Date of Award

Spring 1986

Document Type

Thesis

Degree Name

Bachelor of Arts

Department

History

Abstract

In the beginning of 1649 a group of landless people began to build houses and plant crops on the common lands at George Hill in Surrey, England. However these were not ordinary squatters for the Diggers also had a program which declared "freedom to the creation, and that the earth must be set free of the entanglements of lords and landlords, and that it shall become a common treasury to all, as it was first made and given" to men by God. (p.128) Sometime just before this the Diggers' leading spokesman, Gerrard Winstanley, had begun to claim "that many things were revealed to me which I never read in any books, nor heard from the mouth of any flesh."(p. 127) He became possessed by the spirit of his discoveries and disdained meals and company to sit and write "whole winter days from morning till night, [until] I was so stark with cold that I was forced to rise by degrees and hold by the table."(p. 155) Though he could not neglect any opportunity to express his ideas in words or writing, he soon found that some people could not bear to hear them, and that he had become "hated, reproached and oppressed on every side"(p. 140) for expressing the Word of God that he heard within himself.
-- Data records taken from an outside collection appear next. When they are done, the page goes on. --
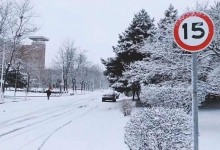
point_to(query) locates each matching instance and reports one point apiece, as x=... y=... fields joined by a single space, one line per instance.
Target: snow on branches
x=171 y=97
x=159 y=128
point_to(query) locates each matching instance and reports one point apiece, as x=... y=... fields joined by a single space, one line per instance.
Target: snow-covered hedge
x=170 y=97
x=126 y=107
x=159 y=128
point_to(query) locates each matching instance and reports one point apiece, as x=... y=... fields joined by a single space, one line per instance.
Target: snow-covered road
x=79 y=122
x=41 y=124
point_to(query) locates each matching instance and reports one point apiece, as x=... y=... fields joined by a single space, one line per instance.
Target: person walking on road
x=48 y=93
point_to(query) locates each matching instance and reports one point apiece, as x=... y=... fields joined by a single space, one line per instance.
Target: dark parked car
x=110 y=95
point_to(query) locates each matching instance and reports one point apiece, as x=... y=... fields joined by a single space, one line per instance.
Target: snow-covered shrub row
x=171 y=97
x=126 y=107
x=159 y=128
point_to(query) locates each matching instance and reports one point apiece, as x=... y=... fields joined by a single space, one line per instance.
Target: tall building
x=38 y=48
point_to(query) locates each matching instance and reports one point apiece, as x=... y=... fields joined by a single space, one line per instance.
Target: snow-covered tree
x=127 y=50
x=17 y=23
x=159 y=128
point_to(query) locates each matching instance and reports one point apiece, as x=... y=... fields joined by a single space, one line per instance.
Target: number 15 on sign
x=194 y=32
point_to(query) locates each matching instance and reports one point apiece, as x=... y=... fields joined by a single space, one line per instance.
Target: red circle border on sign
x=202 y=45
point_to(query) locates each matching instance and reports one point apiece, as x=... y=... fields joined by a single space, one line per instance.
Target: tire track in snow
x=67 y=113
x=41 y=146
x=54 y=131
x=38 y=112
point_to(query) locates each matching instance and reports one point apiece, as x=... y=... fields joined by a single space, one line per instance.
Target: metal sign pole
x=195 y=102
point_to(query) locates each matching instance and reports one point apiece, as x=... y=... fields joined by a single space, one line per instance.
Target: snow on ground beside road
x=79 y=122
x=69 y=122
x=209 y=127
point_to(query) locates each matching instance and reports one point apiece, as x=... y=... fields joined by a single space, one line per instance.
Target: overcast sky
x=94 y=25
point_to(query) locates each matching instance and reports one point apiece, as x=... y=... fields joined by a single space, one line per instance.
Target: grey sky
x=94 y=25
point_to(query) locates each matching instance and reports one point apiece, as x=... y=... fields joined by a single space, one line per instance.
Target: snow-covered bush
x=126 y=107
x=171 y=97
x=159 y=128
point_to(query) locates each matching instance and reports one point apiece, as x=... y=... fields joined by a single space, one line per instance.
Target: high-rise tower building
x=39 y=48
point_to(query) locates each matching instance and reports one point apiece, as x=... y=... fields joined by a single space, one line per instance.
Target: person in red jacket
x=48 y=93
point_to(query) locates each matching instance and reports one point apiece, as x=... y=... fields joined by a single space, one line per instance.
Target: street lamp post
x=16 y=82
x=3 y=60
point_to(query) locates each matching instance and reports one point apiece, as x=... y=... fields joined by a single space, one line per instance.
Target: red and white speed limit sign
x=194 y=31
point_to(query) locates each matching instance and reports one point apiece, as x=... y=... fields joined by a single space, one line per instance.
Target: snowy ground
x=78 y=122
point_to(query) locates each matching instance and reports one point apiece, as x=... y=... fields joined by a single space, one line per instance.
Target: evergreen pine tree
x=127 y=50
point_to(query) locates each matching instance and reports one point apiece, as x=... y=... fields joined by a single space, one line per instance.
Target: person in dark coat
x=48 y=93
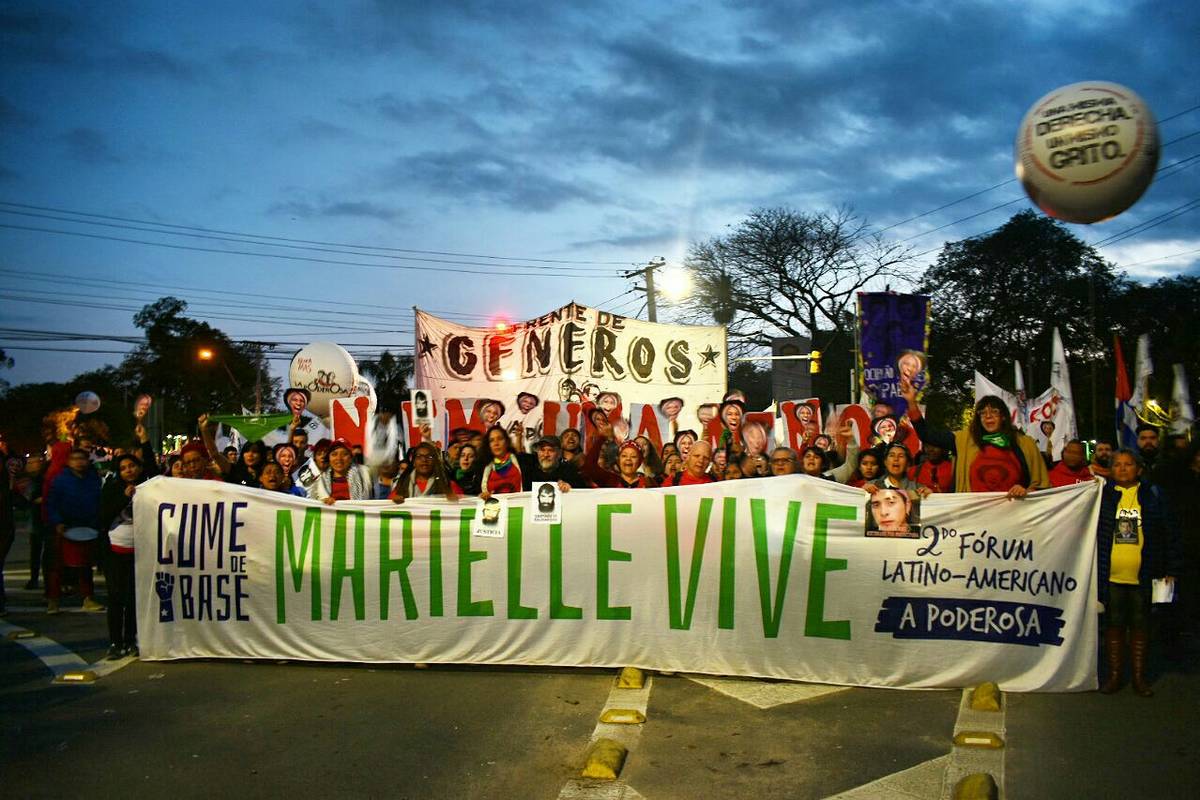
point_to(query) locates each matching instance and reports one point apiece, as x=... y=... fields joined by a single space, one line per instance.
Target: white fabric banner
x=573 y=354
x=769 y=577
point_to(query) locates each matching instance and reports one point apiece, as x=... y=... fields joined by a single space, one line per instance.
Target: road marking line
x=935 y=780
x=628 y=735
x=58 y=659
x=765 y=693
x=919 y=782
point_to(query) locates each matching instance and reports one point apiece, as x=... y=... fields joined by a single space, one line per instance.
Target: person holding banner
x=502 y=473
x=1135 y=543
x=343 y=480
x=466 y=476
x=990 y=453
x=117 y=517
x=426 y=476
x=895 y=474
x=629 y=463
x=695 y=470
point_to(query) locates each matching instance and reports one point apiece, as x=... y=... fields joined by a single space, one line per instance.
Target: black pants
x=123 y=626
x=40 y=537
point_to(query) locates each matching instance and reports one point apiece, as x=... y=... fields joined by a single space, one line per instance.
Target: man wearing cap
x=545 y=463
x=297 y=400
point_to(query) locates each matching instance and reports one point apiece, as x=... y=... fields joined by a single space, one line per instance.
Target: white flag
x=985 y=386
x=1182 y=417
x=1065 y=414
x=1143 y=368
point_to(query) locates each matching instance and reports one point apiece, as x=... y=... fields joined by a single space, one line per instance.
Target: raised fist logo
x=165 y=587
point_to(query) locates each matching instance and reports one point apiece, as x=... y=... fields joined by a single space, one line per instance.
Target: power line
x=291 y=258
x=304 y=241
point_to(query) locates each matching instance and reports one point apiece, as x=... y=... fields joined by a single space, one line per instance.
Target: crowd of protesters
x=78 y=518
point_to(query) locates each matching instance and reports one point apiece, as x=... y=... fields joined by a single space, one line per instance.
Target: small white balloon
x=1087 y=151
x=327 y=371
x=88 y=402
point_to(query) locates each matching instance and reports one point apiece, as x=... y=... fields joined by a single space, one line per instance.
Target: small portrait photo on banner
x=487 y=518
x=893 y=513
x=545 y=504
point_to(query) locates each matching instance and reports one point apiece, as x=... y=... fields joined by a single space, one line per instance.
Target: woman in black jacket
x=117 y=518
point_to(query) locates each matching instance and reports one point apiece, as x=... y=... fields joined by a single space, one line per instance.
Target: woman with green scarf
x=990 y=453
x=465 y=475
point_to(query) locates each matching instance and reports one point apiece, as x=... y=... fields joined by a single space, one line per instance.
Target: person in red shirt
x=695 y=469
x=426 y=476
x=1073 y=468
x=501 y=473
x=934 y=470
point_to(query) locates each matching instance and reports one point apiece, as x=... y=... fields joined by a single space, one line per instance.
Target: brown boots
x=1114 y=656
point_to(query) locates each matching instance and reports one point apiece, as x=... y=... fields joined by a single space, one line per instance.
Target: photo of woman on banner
x=755 y=438
x=911 y=367
x=892 y=513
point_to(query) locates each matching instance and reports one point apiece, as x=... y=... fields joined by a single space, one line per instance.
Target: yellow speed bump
x=630 y=678
x=978 y=739
x=985 y=697
x=623 y=716
x=77 y=677
x=605 y=761
x=979 y=786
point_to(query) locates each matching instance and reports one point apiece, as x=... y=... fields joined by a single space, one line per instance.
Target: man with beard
x=1102 y=458
x=297 y=400
x=545 y=463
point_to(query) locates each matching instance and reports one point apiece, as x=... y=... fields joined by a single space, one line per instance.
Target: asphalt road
x=267 y=729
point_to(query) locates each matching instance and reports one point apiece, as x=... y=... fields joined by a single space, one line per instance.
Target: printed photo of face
x=885 y=428
x=609 y=401
x=804 y=414
x=491 y=413
x=910 y=365
x=297 y=402
x=754 y=437
x=891 y=510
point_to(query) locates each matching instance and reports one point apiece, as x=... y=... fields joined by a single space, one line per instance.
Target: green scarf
x=252 y=426
x=997 y=439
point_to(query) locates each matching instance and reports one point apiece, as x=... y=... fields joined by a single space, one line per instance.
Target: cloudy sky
x=301 y=170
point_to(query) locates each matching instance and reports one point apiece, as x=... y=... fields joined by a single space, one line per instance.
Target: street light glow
x=676 y=283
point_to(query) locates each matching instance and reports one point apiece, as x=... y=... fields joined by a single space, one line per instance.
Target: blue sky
x=571 y=140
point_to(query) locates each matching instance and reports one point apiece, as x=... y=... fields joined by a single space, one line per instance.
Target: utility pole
x=652 y=311
x=652 y=308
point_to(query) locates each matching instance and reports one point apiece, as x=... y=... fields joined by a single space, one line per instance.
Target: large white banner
x=574 y=354
x=781 y=577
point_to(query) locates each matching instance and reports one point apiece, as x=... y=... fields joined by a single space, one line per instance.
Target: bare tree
x=781 y=272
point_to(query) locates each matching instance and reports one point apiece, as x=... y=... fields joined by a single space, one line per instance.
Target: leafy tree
x=997 y=298
x=169 y=367
x=781 y=272
x=390 y=374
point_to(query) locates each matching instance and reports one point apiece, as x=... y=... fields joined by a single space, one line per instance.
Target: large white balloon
x=1087 y=151
x=88 y=402
x=327 y=371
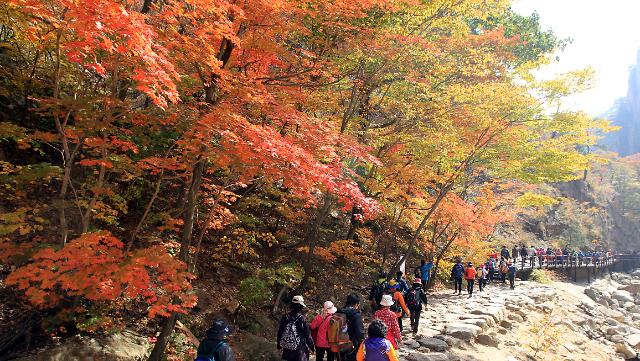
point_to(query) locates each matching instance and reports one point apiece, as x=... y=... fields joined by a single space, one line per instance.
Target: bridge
x=578 y=268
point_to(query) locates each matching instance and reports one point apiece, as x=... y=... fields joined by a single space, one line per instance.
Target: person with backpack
x=215 y=346
x=345 y=341
x=376 y=347
x=503 y=271
x=319 y=327
x=457 y=272
x=377 y=290
x=470 y=277
x=399 y=307
x=512 y=275
x=414 y=299
x=389 y=318
x=403 y=286
x=504 y=253
x=482 y=276
x=294 y=335
x=425 y=272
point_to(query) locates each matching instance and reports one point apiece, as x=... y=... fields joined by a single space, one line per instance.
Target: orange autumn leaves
x=94 y=267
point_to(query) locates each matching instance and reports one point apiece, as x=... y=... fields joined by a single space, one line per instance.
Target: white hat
x=330 y=308
x=299 y=300
x=386 y=301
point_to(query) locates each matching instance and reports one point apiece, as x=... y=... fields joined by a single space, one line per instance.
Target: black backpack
x=413 y=300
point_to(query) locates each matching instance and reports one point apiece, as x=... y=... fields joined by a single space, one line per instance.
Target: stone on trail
x=412 y=344
x=622 y=296
x=626 y=350
x=633 y=340
x=122 y=346
x=433 y=356
x=463 y=331
x=506 y=324
x=434 y=344
x=515 y=317
x=487 y=340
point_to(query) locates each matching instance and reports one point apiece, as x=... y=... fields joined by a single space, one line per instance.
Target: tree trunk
x=185 y=244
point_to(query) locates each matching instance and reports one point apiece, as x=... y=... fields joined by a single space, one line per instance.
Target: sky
x=605 y=36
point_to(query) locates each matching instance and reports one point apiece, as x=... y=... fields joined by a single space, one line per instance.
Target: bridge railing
x=565 y=261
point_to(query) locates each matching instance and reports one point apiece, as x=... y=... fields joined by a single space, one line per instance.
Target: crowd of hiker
x=339 y=333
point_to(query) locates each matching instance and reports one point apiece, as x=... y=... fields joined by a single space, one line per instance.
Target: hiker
x=425 y=272
x=512 y=275
x=532 y=256
x=524 y=254
x=402 y=283
x=414 y=299
x=389 y=318
x=482 y=277
x=504 y=253
x=470 y=276
x=457 y=271
x=215 y=346
x=376 y=347
x=503 y=271
x=294 y=336
x=319 y=327
x=491 y=268
x=355 y=327
x=399 y=307
x=377 y=290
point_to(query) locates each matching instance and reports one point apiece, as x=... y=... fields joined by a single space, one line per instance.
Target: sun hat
x=299 y=300
x=386 y=300
x=329 y=307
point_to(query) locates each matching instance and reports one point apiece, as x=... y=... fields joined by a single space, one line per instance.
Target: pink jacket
x=321 y=324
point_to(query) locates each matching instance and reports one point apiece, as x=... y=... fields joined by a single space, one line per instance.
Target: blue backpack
x=211 y=357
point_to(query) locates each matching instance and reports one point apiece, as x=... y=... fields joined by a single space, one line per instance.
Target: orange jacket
x=399 y=298
x=470 y=273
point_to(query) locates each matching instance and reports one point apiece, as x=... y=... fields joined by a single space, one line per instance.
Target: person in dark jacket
x=415 y=307
x=504 y=253
x=355 y=326
x=216 y=345
x=296 y=319
x=457 y=271
x=403 y=286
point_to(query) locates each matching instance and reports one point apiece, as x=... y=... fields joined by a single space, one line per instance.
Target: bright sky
x=605 y=36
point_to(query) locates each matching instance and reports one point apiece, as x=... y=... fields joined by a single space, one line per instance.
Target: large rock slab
x=487 y=340
x=434 y=344
x=432 y=356
x=622 y=296
x=463 y=331
x=122 y=346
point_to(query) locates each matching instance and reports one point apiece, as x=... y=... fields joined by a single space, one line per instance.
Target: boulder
x=434 y=344
x=487 y=340
x=432 y=356
x=626 y=350
x=622 y=296
x=632 y=288
x=609 y=313
x=463 y=331
x=506 y=324
x=515 y=317
x=633 y=340
x=451 y=341
x=412 y=344
x=121 y=346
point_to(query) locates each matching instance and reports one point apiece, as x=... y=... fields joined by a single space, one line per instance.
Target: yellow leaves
x=529 y=199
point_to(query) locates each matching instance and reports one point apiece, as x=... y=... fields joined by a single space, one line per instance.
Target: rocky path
x=532 y=322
This harsh reaction only reinforced his sense of mission, for the Diggers counted it "a great happiness to be persecuted by the ..• successors of Judas."(p. 179) Undaunted, Winstanley felt his mind could not rest until he took action, for "words and writings were all nothing and must die."(p. 127) Though Winstanley was a biting social critic he probably would have been ignored in that turbulent era, if the Diggers had not actively attempted to establish their community of equality.